To provide high-quality matched iPSCs for your future medical needs, bank your iPSCs now when you are still eligible for such banking service. The reasons are as following:
Inadvertent medical conditions such as infectious diseases or cancers may disqualify an individual from cell banking service. As a common practice, IPSCBank will only convert blood samples from pre-screened individuals into iPSCs and bank those iPSCs derived from blood samples of qualified individuals.
The earlier the iPSC banking, the better the iPSC quality, the lesser background genetic mutation and hence the higher usability of the banked iPSCs in future applications.
8. Who is eligible to bank iPSCs? Is there an age limit?
All pre-screened pre-qualified individuals can bank their iPSCs. There is no age limit for banking iPSCs. But the earlier the better as explained above.
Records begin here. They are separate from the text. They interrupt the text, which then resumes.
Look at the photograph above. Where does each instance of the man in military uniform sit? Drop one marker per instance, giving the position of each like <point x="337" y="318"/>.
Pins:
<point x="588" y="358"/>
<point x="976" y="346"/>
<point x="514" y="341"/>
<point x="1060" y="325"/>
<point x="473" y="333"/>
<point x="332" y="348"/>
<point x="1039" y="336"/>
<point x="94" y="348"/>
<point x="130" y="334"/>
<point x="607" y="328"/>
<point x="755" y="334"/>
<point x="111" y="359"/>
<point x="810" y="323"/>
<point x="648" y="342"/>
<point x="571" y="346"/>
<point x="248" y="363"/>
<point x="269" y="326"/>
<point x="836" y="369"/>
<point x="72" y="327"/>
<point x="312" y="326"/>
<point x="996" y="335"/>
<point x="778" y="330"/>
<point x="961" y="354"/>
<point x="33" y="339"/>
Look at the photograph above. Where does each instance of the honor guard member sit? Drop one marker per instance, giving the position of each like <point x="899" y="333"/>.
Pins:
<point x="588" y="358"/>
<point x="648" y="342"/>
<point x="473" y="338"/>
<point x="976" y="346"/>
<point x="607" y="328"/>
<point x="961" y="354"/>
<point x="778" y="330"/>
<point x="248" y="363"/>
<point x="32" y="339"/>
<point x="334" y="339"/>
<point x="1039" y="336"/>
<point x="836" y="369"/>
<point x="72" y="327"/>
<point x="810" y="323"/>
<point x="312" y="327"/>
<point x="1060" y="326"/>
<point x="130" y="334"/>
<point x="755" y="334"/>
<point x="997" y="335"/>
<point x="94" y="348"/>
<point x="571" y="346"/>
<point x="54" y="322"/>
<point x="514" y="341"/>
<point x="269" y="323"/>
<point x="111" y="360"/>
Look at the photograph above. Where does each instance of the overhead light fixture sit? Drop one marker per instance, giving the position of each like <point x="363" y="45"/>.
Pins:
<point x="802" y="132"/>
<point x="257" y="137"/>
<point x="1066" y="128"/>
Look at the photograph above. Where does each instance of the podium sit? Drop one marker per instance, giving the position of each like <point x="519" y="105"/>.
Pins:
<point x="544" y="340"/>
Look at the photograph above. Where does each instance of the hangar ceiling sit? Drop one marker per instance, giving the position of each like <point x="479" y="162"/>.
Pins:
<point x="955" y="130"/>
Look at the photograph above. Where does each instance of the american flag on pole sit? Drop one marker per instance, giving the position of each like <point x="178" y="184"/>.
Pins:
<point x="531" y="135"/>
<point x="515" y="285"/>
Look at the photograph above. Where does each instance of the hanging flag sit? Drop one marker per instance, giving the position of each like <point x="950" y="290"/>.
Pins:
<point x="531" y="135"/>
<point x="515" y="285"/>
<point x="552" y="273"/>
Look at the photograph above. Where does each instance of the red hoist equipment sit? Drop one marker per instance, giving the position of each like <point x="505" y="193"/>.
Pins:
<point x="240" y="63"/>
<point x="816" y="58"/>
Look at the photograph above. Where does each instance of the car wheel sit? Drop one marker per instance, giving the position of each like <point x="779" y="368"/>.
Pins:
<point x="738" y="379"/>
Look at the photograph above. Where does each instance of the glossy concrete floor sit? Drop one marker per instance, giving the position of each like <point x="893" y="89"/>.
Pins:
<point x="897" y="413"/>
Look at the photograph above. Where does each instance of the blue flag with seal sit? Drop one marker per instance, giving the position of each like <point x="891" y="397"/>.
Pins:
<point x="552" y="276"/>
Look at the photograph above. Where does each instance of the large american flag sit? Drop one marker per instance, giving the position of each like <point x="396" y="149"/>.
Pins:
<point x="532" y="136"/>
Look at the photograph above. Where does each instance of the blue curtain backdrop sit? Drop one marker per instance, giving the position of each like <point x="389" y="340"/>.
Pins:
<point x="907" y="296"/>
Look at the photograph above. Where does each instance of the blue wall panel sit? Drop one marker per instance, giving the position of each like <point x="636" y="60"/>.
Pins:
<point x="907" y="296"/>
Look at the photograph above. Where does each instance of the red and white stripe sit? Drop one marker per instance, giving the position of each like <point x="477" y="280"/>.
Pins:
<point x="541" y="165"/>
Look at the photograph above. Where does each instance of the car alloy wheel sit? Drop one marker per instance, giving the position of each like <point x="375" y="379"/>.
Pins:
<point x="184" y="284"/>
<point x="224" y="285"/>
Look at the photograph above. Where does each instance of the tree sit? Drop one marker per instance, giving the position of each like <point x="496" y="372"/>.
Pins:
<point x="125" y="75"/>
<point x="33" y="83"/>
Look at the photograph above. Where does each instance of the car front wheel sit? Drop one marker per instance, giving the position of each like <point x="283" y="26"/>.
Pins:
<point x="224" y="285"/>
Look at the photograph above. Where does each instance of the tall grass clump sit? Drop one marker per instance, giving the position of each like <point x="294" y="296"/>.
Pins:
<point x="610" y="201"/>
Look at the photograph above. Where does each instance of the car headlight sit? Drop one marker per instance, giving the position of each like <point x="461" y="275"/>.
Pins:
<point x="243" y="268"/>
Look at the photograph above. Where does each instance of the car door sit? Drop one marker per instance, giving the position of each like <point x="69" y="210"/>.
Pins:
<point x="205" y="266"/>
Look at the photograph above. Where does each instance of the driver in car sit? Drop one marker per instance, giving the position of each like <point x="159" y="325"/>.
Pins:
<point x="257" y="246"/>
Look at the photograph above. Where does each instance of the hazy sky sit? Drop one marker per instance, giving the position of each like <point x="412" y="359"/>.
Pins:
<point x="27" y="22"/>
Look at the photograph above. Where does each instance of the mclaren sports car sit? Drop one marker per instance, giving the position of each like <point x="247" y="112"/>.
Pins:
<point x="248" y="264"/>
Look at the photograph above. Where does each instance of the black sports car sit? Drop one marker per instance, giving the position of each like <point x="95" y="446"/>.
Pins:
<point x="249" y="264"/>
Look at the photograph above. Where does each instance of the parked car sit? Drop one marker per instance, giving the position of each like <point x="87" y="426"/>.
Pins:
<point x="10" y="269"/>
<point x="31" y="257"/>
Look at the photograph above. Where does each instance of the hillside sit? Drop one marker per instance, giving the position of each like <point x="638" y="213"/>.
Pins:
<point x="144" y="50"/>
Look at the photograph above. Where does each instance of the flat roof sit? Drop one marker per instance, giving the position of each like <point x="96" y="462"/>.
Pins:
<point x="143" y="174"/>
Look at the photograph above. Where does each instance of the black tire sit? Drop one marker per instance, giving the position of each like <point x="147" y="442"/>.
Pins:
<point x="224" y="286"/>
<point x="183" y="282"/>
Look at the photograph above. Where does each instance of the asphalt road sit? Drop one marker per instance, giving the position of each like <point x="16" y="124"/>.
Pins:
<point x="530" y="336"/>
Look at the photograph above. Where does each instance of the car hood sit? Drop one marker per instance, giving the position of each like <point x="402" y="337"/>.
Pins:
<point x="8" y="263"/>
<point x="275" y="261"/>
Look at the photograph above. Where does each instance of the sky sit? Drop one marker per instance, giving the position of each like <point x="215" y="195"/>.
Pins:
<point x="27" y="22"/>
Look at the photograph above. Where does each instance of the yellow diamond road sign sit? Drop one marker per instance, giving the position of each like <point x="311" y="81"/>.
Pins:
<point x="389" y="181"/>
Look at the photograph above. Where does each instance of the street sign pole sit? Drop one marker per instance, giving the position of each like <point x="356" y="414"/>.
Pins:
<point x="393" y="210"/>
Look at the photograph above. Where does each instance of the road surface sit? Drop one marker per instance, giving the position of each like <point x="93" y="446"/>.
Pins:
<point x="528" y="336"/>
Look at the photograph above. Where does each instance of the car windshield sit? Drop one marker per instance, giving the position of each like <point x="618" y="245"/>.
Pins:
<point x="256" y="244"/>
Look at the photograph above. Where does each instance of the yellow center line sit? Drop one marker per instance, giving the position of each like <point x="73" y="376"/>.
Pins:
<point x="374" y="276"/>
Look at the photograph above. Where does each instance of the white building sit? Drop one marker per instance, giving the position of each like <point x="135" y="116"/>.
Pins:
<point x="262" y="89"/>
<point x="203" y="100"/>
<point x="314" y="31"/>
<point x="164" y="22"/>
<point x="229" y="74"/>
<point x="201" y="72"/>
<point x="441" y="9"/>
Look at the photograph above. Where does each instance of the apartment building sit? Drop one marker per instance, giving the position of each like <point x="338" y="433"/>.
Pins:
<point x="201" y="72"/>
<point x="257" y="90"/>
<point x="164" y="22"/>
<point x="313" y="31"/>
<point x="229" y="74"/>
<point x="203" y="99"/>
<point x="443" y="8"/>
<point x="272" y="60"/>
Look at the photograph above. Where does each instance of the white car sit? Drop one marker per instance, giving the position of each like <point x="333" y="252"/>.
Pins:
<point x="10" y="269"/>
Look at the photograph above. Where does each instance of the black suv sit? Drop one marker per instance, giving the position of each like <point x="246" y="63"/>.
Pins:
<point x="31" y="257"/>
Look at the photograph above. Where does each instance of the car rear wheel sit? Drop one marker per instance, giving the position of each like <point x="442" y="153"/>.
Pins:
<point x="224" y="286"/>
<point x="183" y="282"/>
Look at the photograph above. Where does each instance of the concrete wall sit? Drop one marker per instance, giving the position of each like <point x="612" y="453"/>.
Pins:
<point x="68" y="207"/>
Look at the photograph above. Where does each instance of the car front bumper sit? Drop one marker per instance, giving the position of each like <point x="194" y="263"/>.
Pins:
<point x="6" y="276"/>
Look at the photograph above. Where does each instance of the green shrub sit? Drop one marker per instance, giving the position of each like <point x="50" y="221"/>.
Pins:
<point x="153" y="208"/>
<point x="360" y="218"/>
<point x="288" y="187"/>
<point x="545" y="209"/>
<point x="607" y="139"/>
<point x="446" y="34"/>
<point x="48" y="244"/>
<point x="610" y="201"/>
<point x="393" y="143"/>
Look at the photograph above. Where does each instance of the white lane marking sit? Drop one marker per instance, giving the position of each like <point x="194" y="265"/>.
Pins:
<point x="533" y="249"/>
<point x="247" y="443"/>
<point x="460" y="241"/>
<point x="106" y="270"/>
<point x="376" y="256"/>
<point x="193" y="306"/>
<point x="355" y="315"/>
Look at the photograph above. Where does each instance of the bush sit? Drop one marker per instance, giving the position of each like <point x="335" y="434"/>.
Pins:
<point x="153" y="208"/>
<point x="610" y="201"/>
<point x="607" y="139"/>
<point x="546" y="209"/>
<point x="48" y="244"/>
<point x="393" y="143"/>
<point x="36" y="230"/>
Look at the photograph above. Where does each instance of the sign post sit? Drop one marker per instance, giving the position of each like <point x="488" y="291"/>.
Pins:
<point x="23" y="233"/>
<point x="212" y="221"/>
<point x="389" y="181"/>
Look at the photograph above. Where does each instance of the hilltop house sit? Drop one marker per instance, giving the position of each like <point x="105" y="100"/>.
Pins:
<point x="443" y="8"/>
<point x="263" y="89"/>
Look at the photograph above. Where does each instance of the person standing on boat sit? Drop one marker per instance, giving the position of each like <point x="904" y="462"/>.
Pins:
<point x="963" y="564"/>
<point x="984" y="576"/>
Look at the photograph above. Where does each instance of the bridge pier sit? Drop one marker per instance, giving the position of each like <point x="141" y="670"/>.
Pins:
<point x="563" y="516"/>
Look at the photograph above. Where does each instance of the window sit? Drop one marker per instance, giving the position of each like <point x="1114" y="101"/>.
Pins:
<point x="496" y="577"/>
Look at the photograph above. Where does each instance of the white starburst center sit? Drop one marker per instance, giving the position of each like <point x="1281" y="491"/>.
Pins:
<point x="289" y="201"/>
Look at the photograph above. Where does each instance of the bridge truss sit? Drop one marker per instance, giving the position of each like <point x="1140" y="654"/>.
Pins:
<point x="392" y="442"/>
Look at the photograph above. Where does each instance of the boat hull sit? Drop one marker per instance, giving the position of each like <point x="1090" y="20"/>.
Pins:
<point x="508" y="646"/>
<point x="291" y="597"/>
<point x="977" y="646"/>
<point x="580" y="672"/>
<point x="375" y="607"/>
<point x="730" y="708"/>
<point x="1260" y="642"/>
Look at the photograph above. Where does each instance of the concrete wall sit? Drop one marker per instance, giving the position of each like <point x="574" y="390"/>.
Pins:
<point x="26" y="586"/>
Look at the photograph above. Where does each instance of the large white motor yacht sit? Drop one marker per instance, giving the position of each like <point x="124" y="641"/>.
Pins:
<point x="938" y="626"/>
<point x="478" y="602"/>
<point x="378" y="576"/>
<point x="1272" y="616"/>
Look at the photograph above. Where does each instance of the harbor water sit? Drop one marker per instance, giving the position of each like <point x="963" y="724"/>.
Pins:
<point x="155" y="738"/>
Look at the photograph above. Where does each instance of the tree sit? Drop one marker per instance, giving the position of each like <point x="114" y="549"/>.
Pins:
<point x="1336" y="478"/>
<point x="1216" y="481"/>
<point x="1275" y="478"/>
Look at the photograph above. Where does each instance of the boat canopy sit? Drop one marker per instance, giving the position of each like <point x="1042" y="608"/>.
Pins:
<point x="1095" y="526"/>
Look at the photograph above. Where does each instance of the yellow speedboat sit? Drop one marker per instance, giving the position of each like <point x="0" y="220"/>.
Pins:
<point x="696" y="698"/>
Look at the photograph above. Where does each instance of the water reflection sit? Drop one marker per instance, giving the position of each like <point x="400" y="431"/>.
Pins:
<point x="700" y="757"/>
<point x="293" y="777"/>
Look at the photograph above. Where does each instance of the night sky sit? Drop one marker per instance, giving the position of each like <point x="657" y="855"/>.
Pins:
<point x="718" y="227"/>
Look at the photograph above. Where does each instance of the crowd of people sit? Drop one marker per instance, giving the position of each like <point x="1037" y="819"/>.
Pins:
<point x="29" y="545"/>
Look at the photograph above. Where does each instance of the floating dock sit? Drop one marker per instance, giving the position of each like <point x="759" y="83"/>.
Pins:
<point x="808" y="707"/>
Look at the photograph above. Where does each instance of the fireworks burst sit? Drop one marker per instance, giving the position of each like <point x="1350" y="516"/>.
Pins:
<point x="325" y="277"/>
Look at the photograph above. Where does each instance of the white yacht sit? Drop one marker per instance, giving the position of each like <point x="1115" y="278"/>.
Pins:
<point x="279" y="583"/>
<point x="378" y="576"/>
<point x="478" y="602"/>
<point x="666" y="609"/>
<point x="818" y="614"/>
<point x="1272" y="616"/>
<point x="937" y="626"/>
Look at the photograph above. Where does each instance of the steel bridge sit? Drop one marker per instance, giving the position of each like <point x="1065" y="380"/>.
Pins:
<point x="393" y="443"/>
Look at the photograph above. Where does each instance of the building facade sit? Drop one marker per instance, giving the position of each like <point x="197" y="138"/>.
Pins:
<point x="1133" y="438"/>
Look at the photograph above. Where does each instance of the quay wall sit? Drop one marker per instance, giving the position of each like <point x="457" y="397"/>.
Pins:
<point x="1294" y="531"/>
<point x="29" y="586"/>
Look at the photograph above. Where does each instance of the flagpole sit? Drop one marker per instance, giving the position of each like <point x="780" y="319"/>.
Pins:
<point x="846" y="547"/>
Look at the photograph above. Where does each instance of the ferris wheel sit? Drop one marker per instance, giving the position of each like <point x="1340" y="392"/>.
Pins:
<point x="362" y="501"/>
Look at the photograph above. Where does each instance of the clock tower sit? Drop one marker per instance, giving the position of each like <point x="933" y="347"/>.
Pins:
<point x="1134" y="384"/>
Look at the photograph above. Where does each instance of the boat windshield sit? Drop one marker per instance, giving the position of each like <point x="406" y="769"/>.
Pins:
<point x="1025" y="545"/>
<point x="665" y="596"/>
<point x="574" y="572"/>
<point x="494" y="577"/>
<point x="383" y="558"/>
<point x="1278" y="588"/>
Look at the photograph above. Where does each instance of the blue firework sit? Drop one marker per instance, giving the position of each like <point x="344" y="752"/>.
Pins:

9. I have banked my cord blood. Can you generate iPSCs from there? Should I still bank iPSCs?
If you have already banked your cord blood at birth, we congratulate you! You have a fully matched blood stem cell source that may save you from leukaemia or other blood disorders when you are young. You should keep this precious and valuable autologous cell source as it is. However, please be reminded that the limited number and the fetal nature of the cord blood cells may not be ideal for adult use.
Technically, there is no problem to convert your cord blood into iPSCs. However, you should just keep these limited cord blood cells as it is as explained above. We can convert your adult blood cells into iPSCs instead when you are still healthy.
In brief, owning banked cord blood should not exclude you from iPSC banking and the broader range of potential benefits it may bring by the development of cell therapies.
10. Can I store my blood cells now and convert them to iPSCs later?
Yes. IPSCBank also provide PBMC banking service for interested individual. Such cryopreserved PBMCs can be thawed and converted into iPSCs on request later.
11. How long can banked iPSCs survive in cryo-storage?
It has only been a little bit more than a decade since the invention of iPSC technology. Some PSCs generated at the early stage are still being cryopreserved in liquid nitrogen and used for research. Hence, it is safe to say that iPSCs can survive in cryo-storage for at least a decade. Theoretically, as many other cell types, iPSCs can be cryopreserved in liquid nitrogen for decades.
12. Why bank my iPSCs with IPSCBank?
The advantages of iPSC banking with IPSCBank are:
Certified GMP facility and well-trained scientists: Your PBMCs will be isolated and converted to iPSCs by well-trained and experienced scientists in a certified state-of-the-art GMP facility.
Therapeutic potential: Your banked iPSCs may be further processed into therapeutic cells such as cancer-killing immune cells for cancer treatment using our patented proprietary technologies, of which we own the global exclusive license or other functional cells for regenerative medicine as actively being developed by scientists and clinicians around the world.